De kantonrechter heeft een jongeman (O.L.) veroordeeld tot een celstraf van 1 jaar, waarvan 6 maanden voorwaardelijk, voor het stelen van € 250. Gaat hij de komende 2 jaar weer in de fout, dan zal hij de voorwaardelijke maanden ook moeten uitzitten. Het geld behoorde toe aan een tehuis waar hij onderdak had gekregen.
De rechter oordeelde vorige week dat er geen bewijs is dat hij ook verantwoordelijk is voor de zoekgeraakte inhoud van een geldtrommel. O.L. bekende bij de politie en op de zitting het geld te hebben gestolen uit een tas die in een voertuig lag. Nadat hij de € 250 in SRD had gewisseld, kocht hij daaruit een racefiets. Hij hield de rest als schoolgeld.
Na zijn aanhouding heeft de politie SRD 2600 bij hem in beslag genomen. Volgens zijn verklaring bestond dat geld deels uit wat hij had overgehouden uit het gestolen geld. De rechter vroeg hem waar zijn verantwoordelijkheidsgevoel was gebleven. Hij kon niet verklaren waarom hij het geld, dat bedoeld was voor het onderhoud van het tehuis, alleen voor zich had gebruikt.
Het Openbaar Minister (OM) slaagde er niet in het wettig en overtuigend bewijs te leveren voor de diefstal van een onbekend bedrag uit een geldtrommel. De geldtrommel was in een kast opgeborgen in een slaapkamer. Een getuige vertelde aan de politie dat in de periode van enkele dagen waarin het geld is weggenomen alleen de verdachte in de kamer is geweest.
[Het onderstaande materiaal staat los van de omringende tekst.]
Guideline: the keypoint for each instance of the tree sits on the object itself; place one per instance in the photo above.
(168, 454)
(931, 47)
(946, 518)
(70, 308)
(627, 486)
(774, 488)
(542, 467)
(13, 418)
Degene kon niet met stelligheid zeggen dat O.L. in de kast waar de trommel lag, is geweest. De beklaagde ontkende deze diefstal. Behalve hem verblijven nog 2 jongemannen in het tehuis. De rechter heeft meegewogen dat de deuren van de kamer en de kast niet op slot waren. Mede op grond daarvan werd de diefstal door hem niet bewezen geacht.
Het vonnis voor de diefstal van de € 250 is hetzelfde als de strafeis voor beide gevallen.